S.P College playground has always been a hub of sports activities where various tournaments were organized from time to time though Amar Singh Club has always been synonymous with cricket. Again you could never keep politics away from those grounds
On 26th March 1977 Congress withdrew support from the Sheikh Abdullah Government and the Governor rule was imposed. Subsequently assembly elections were held, not before congress had been beaten badly in the parliamentary elections, there was a countrywide Janta Party wave and National Conference too had joined the fray. It was during this time that illness kept Sheikh Mohammad Abdullah away from political activities and his supporters were deep in grief. To pacify his supporters a message of Sheikh was read out from polo ground, that day not a soul could move.
And when in 1977 National Conference got a resounding victory in the assembly elections, Sheikh thanked his voters again from Polo ground. When Sheikh Abdullah passed away on September 8, 1982, his supporters had his last glimpse here at his funeral. Rayees Ahmad a sportsman is very cynical about the playing activities getting any flip here.He says Amarsingh Club has become inaccessible for the locals, Eidgah’s condition is pathetic.

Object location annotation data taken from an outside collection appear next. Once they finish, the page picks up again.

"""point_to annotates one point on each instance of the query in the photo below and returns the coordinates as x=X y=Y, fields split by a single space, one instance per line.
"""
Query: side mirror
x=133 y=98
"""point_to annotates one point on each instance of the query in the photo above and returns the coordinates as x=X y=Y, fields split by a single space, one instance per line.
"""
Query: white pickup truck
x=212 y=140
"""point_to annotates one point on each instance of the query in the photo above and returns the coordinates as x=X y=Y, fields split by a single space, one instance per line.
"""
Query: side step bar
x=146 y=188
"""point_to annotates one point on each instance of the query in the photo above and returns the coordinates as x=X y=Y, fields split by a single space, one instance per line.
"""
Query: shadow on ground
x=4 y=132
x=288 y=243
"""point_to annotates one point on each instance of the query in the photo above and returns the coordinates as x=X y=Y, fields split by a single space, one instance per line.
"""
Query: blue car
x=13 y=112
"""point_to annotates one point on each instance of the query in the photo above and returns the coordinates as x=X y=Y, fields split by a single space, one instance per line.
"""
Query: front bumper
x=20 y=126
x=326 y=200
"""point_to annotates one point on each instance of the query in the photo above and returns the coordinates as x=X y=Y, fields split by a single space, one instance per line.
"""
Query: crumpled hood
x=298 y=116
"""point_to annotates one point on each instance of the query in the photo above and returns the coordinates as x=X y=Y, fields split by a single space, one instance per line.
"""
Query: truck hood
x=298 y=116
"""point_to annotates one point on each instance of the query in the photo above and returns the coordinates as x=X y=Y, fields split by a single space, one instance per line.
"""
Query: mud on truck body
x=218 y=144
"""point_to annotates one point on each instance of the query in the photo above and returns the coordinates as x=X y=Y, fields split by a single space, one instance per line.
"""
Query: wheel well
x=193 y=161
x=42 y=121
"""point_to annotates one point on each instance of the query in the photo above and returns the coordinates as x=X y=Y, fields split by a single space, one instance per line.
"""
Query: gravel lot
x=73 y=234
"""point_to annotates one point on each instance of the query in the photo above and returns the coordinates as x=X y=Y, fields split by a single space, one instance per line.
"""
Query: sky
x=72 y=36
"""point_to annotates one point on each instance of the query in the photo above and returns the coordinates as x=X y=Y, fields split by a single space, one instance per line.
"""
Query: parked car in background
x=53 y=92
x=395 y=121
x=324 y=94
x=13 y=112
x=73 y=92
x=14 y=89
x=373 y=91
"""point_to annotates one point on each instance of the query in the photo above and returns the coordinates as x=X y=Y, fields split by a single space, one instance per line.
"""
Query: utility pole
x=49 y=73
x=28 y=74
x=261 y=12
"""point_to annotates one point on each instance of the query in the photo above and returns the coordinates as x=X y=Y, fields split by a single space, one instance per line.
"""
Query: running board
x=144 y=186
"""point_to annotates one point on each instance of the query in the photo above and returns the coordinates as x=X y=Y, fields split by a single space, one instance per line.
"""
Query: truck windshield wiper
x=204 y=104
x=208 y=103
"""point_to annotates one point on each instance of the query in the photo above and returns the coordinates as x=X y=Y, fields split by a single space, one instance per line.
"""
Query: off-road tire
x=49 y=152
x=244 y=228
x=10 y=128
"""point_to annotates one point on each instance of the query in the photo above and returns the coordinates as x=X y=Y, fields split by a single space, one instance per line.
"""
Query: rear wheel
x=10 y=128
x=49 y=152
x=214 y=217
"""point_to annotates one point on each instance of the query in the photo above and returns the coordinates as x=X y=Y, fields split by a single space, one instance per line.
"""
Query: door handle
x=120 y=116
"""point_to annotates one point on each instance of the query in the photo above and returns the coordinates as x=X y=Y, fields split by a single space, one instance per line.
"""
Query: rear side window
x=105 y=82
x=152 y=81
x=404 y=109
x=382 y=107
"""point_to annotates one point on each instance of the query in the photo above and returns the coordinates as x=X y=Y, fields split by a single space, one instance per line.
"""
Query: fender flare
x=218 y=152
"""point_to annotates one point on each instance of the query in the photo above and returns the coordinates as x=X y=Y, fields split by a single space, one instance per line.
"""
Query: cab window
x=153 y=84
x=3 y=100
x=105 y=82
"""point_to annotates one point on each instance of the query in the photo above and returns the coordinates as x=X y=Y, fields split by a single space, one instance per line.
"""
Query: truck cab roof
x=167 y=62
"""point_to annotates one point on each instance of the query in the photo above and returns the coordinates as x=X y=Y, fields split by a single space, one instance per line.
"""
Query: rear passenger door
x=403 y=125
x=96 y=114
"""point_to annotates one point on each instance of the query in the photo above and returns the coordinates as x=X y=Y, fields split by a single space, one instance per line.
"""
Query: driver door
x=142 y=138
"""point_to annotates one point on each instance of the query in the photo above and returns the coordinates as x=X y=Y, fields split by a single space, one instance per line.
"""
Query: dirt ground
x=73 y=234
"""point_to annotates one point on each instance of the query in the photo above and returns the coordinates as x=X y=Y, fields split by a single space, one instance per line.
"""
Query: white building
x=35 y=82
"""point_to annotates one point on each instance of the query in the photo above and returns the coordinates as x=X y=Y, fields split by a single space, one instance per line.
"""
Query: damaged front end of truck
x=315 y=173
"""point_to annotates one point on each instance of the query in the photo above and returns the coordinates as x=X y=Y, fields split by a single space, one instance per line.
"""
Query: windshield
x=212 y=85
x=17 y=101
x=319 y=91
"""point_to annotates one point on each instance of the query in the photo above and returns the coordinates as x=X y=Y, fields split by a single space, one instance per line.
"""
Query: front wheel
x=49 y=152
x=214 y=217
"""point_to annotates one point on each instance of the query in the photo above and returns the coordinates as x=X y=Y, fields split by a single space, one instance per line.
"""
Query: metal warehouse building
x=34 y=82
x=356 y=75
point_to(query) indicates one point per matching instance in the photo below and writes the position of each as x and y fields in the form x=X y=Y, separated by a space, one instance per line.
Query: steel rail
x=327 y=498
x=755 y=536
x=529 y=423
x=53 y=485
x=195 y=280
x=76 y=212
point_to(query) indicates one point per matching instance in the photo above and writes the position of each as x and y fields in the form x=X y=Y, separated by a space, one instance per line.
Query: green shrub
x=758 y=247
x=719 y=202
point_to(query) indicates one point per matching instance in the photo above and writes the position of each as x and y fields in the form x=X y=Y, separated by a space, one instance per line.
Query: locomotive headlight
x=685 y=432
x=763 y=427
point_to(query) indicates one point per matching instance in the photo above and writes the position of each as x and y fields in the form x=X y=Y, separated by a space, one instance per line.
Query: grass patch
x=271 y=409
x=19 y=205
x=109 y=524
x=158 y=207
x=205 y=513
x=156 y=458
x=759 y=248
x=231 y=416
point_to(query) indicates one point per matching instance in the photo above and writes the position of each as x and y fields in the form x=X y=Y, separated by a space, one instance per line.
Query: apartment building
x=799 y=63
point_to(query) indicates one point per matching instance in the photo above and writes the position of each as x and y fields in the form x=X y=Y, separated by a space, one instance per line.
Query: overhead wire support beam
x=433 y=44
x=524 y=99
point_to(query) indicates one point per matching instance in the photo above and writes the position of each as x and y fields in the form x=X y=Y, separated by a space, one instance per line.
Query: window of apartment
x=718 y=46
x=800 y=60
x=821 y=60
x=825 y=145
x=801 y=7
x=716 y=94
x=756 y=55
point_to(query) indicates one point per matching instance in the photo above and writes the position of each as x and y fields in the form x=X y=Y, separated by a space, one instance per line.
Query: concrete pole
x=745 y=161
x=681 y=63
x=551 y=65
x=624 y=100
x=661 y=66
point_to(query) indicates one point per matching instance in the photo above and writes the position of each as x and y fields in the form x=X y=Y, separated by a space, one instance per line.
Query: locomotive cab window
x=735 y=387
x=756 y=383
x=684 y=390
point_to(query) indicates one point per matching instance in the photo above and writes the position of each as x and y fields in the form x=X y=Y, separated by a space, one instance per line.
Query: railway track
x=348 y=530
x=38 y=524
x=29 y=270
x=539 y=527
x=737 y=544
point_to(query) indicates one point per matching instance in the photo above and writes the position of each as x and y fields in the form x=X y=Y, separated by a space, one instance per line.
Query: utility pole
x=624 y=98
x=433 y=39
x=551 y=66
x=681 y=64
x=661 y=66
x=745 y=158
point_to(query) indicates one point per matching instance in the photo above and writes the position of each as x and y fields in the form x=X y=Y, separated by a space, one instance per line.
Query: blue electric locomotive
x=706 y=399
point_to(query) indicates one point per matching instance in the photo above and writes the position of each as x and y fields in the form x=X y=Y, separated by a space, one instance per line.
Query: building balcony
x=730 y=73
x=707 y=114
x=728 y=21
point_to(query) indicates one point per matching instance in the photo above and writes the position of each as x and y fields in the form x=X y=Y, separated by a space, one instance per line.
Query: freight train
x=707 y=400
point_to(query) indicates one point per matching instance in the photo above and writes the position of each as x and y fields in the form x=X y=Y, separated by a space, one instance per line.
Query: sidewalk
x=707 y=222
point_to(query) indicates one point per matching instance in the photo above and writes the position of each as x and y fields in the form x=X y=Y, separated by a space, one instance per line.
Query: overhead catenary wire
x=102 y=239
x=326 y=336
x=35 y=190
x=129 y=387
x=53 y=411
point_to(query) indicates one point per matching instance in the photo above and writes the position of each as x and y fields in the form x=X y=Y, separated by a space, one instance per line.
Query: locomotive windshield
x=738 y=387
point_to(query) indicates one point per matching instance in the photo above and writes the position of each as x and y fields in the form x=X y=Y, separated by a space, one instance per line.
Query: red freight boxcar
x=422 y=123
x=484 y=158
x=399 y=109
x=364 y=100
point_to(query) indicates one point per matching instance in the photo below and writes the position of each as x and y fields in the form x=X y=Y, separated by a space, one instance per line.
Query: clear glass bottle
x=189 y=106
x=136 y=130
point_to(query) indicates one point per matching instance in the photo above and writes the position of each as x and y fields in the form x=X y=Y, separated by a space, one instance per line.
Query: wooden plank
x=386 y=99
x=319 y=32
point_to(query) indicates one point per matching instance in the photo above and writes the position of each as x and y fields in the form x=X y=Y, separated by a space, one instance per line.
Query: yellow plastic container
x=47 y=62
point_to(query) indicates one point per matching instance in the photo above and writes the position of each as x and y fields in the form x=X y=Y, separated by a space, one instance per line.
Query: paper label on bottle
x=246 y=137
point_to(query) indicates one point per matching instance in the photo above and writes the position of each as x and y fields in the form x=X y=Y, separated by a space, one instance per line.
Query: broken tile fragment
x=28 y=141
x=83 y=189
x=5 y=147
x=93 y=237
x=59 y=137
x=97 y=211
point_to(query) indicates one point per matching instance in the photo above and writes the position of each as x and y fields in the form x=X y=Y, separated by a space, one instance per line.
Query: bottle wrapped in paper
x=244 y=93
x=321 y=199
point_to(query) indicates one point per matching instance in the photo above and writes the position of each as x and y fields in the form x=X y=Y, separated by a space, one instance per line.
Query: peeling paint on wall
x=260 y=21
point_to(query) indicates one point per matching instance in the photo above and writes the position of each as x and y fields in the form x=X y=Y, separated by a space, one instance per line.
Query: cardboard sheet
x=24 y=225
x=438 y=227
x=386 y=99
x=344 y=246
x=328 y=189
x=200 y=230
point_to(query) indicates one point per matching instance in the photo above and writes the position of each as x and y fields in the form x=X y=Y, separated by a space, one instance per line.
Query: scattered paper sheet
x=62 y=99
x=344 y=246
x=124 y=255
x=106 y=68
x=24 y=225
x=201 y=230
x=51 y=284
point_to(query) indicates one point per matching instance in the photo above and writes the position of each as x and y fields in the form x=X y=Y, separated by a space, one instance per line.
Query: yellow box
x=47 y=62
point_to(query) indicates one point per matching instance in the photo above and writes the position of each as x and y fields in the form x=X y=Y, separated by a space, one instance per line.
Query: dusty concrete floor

Another sports lover seconds his opinion only TRC and Polground are left for youngsters to have some semblance of playing. Although government has constructed Gani Memoiral stadium in the old city but it lacks basic sports infrastructure. Even at Rainawari a small patch of land has been turned into stadium that too sans facilities.
There are people who claim Kashmir has more to offer in the national discourse besides the vexed issue but the Pervez Rasools, the Wadoos, the Ashfaqs, the Mudasirs have achieved it without playgrounds and stadiums of any repute.Those grounds which became the edifice of politics in Jammu and Kashmir have vanished in thin air,now enough politics may be played on sports but the playing arenas for sports are missing, with it the adrenaline rush of sportspersons.